Elle allait répondre puis non, préféra se taire et vider un verre d’eau, non deux, enfin trois, en les tenant des deux mains pour contrecarrer sa nervosité. Je la laissai mijoter dans son silence. Il était tard, une heure plus que raisonnable pour nous séparer, Laure finit par retrouver un teint humain acceptable avant de se lever, les yeux brillants de larmes et je fus surpris de réaliser que moi aussi j’avais ri aux larmes avec elle.

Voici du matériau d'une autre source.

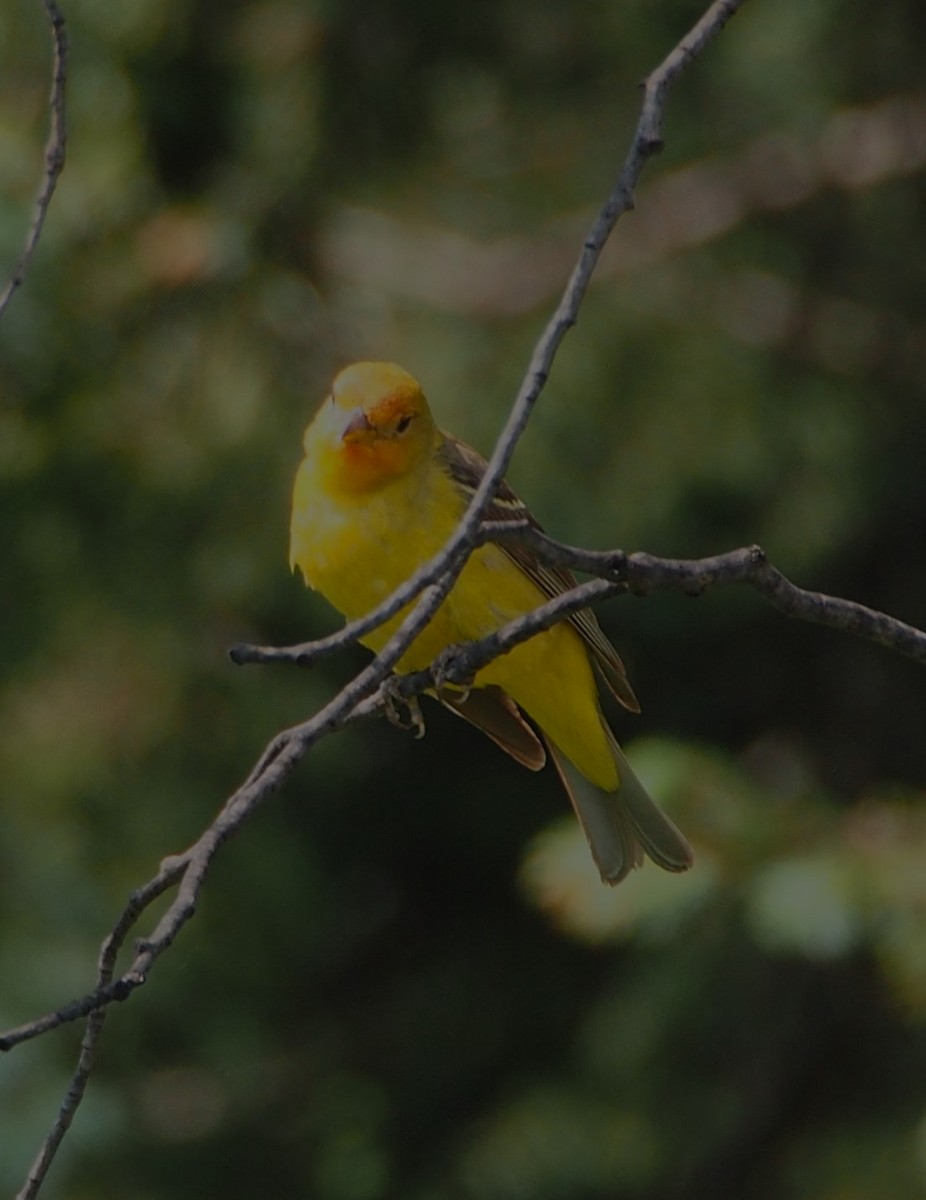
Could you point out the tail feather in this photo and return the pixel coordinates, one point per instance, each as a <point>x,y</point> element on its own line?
<point>624,825</point>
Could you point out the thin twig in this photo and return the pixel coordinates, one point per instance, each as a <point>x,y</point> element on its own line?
<point>190,869</point>
<point>55,149</point>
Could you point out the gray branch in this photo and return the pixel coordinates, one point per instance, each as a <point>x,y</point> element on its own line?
<point>55,149</point>
<point>187,871</point>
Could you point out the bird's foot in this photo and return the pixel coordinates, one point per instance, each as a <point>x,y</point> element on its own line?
<point>403,712</point>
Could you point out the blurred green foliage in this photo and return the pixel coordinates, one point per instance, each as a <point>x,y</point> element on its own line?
<point>403,981</point>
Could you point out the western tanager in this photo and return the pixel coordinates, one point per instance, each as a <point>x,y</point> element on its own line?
<point>378,493</point>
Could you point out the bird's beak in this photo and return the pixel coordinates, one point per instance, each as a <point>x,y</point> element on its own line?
<point>356,427</point>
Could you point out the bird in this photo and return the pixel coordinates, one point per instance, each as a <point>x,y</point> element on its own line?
<point>380,489</point>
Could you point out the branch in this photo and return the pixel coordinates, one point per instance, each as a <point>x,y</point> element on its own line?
<point>188,870</point>
<point>55,149</point>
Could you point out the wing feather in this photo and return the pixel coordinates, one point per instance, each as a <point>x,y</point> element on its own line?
<point>467,467</point>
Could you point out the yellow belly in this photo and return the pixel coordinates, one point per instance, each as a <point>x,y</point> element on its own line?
<point>358,559</point>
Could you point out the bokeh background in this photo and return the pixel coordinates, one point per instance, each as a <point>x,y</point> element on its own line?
<point>404,981</point>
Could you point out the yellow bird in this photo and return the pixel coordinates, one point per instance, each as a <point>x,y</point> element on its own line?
<point>378,493</point>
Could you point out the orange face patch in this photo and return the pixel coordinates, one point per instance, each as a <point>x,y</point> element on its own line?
<point>366,465</point>
<point>395,405</point>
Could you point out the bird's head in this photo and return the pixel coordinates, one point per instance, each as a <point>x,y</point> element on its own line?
<point>374,427</point>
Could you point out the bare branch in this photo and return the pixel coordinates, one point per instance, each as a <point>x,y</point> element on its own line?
<point>55,149</point>
<point>187,871</point>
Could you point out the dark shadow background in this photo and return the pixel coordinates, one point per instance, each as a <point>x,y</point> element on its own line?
<point>404,981</point>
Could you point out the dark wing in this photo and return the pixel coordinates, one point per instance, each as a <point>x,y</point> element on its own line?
<point>467,467</point>
<point>495,713</point>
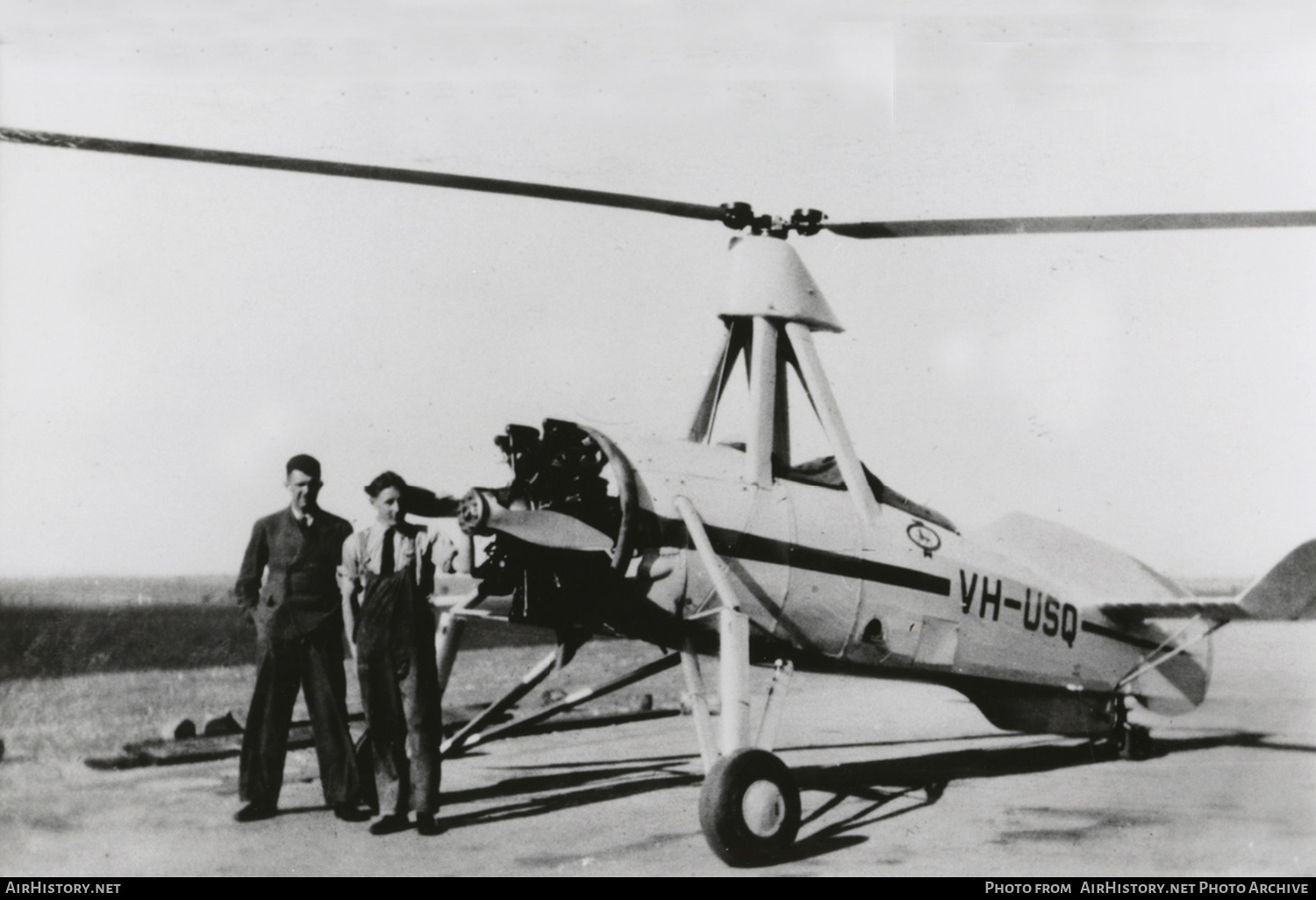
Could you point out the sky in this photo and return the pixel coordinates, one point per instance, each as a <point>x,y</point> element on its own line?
<point>170,333</point>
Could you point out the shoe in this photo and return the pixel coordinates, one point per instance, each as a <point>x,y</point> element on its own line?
<point>390,824</point>
<point>350,812</point>
<point>254,812</point>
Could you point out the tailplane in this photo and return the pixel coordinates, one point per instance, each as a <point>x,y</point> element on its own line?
<point>1287,591</point>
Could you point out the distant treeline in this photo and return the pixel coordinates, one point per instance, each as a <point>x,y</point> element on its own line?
<point>44,639</point>
<point>99,591</point>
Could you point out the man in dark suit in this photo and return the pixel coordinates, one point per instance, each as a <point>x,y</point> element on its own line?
<point>299,645</point>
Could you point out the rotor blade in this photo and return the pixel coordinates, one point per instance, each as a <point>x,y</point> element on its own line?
<point>368,173</point>
<point>549,529</point>
<point>1071,224</point>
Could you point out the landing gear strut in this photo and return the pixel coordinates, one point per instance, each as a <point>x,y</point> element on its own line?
<point>749,807</point>
<point>1129,741</point>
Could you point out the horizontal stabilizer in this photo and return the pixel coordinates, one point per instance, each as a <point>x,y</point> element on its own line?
<point>1078,561</point>
<point>1286,592</point>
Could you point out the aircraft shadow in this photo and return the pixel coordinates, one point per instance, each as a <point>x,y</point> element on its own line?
<point>881,782</point>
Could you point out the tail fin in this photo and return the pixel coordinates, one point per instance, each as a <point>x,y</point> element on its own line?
<point>1287,591</point>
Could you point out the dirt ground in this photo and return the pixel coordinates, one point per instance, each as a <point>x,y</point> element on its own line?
<point>1232,791</point>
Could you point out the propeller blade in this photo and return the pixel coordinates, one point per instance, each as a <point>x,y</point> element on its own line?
<point>371,173</point>
<point>1071,224</point>
<point>426,504</point>
<point>549,529</point>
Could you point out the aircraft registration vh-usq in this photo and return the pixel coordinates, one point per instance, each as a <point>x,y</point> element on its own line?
<point>741,552</point>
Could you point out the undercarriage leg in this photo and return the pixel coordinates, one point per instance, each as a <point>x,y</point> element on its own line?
<point>699,707</point>
<point>776,705</point>
<point>1128,739</point>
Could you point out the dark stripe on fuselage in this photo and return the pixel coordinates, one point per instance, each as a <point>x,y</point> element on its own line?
<point>741,545</point>
<point>1119,636</point>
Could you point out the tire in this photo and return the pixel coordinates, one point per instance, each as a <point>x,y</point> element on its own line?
<point>749,808</point>
<point>1134,742</point>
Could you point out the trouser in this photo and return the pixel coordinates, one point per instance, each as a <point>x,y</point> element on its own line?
<point>399,691</point>
<point>313,663</point>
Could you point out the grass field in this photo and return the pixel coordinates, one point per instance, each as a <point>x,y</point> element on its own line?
<point>95,715</point>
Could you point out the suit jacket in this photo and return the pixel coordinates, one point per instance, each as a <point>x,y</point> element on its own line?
<point>300,589</point>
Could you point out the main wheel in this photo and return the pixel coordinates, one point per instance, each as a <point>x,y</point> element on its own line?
<point>1134,742</point>
<point>749,808</point>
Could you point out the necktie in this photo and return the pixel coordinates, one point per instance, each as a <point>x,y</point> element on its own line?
<point>386,560</point>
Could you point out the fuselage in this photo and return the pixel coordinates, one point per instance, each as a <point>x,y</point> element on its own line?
<point>902,597</point>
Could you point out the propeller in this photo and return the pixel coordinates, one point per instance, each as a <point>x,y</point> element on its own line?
<point>482,512</point>
<point>733,215</point>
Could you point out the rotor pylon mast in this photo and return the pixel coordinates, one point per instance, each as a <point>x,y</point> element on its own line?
<point>773,311</point>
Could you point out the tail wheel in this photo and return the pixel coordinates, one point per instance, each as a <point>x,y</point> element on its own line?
<point>749,808</point>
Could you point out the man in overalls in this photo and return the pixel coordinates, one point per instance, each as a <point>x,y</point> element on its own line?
<point>386,579</point>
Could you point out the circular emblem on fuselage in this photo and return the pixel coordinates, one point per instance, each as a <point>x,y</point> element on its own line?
<point>924,537</point>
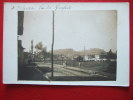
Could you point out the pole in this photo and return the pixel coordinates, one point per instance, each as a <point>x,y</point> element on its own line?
<point>52,60</point>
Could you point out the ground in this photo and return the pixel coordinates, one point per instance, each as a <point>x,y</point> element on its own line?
<point>102,71</point>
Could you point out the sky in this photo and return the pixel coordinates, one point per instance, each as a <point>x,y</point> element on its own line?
<point>72,29</point>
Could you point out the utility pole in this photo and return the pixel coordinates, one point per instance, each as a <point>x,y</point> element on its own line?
<point>52,60</point>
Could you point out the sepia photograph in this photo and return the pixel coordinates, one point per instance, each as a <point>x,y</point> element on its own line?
<point>79,44</point>
<point>67,45</point>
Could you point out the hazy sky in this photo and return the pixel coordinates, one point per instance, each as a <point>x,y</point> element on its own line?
<point>73,29</point>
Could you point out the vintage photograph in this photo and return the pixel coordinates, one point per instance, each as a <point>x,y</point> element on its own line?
<point>67,45</point>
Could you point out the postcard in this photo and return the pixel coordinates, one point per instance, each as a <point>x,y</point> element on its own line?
<point>66,44</point>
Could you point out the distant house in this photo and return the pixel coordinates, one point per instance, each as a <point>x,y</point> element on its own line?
<point>95,57</point>
<point>79,58</point>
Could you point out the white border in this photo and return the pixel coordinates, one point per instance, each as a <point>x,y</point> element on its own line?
<point>10,40</point>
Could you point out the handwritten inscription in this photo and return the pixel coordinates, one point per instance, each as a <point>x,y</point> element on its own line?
<point>43,7</point>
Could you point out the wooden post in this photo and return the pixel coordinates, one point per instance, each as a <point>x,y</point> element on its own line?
<point>52,60</point>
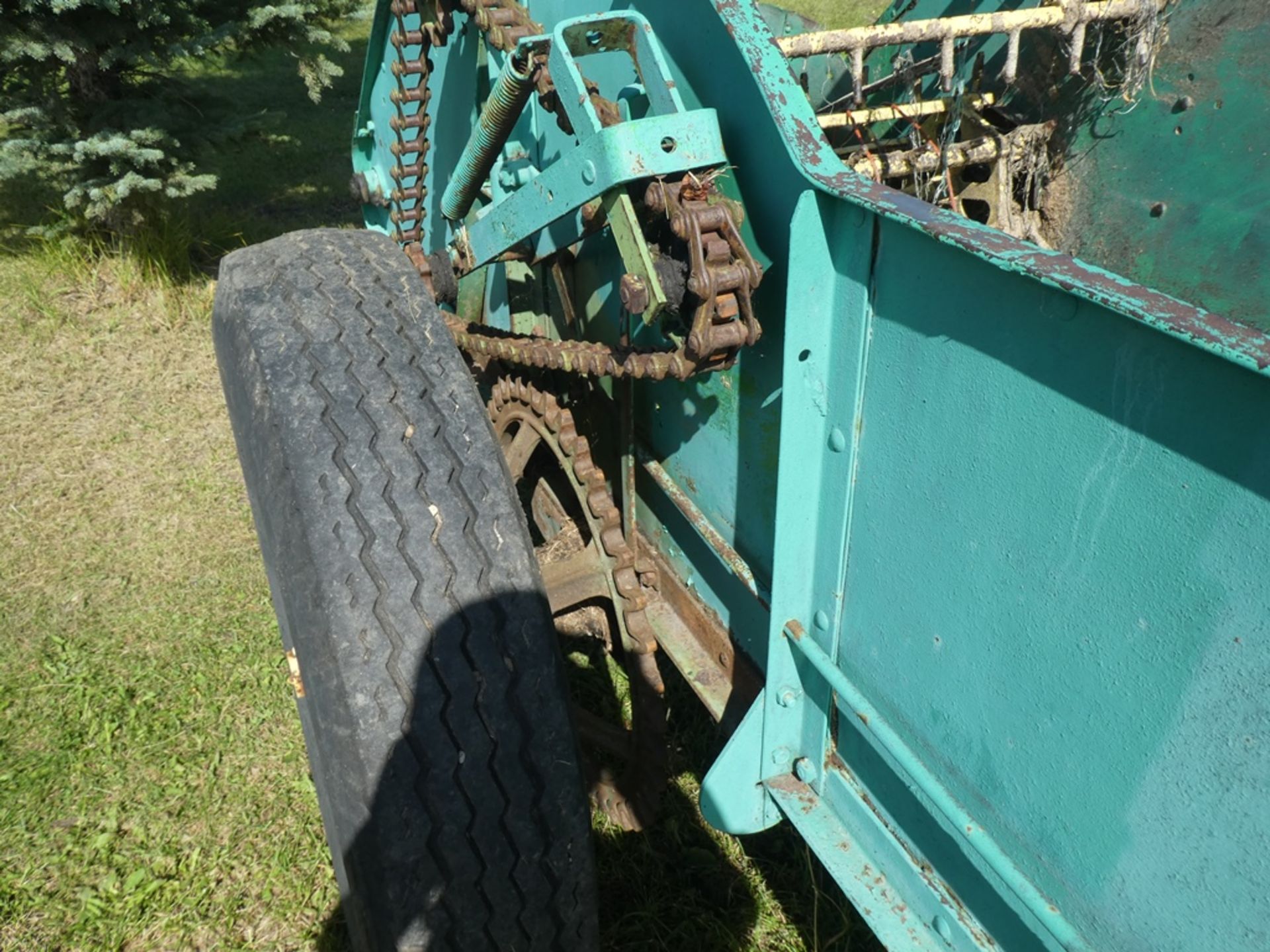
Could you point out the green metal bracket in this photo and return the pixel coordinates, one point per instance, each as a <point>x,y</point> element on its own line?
<point>620,212</point>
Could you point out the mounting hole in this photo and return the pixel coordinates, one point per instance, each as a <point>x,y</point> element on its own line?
<point>977,175</point>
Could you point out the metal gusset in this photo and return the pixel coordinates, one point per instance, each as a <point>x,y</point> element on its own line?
<point>489,135</point>
<point>1072,17</point>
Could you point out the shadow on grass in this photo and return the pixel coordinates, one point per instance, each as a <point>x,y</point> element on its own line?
<point>681,885</point>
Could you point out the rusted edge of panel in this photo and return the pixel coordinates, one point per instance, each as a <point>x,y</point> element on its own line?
<point>816,159</point>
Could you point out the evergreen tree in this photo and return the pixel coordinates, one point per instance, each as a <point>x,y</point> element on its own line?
<point>92,97</point>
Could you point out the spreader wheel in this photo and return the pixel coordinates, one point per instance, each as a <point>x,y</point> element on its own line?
<point>597,597</point>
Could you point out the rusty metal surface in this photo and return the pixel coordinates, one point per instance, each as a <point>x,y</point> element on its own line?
<point>817,161</point>
<point>700,647</point>
<point>1071,17</point>
<point>722,276</point>
<point>525,419</point>
<point>698,520</point>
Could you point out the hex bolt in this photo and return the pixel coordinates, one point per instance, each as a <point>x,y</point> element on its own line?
<point>634,294</point>
<point>804,770</point>
<point>788,697</point>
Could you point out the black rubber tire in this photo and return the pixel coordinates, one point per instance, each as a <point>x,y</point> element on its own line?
<point>433,698</point>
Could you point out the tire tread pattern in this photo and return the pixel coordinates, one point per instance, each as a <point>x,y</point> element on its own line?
<point>404,578</point>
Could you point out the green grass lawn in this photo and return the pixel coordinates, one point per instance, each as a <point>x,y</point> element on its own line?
<point>154,791</point>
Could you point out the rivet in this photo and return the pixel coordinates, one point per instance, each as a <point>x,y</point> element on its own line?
<point>941,928</point>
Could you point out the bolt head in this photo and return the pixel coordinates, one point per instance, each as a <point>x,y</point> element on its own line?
<point>804,770</point>
<point>634,294</point>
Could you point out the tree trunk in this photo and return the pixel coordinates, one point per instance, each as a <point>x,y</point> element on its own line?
<point>88,81</point>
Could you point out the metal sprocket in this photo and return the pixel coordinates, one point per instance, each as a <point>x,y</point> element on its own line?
<point>544,454</point>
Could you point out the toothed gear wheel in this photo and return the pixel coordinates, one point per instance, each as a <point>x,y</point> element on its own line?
<point>560,484</point>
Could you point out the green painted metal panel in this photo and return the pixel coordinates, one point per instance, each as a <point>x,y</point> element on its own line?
<point>1057,590</point>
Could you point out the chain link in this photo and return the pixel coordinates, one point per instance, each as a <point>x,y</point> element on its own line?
<point>723,272</point>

— Ce fut bref mais intense ! conclut-elle en rentrant la chaise sous la table.
Je lui fis signe en écartant mes mains d’un geste ample que je ne prendrais pas part à ce débat, terrain neutre.
— Bonne nuit ! me contentai-je de dire d’une voix suave tout de même.
Sur le seuil, juste avant que je ne referme la porte, elle posa la question fatidique qu’elle n’avait pas du tout laissé passer. Une femme n’oublie jamais rien, elle est stratégique.
— C’est qui ?
Laure, qui me connaissait mieux que moi-même, savait que je ne lui dirai rien sauf qu’elle n’a aucune patience et quand elle comprit qu’il était inutile d’attendre que je lui réponde, elle me prouva au final que cela a du bon aussi d’être impulsive en se jetant sur moi pour me dévorer tendrement tandis que je m’éparpillais en apesanteur au sein de cette voluptueuse fusion atomique.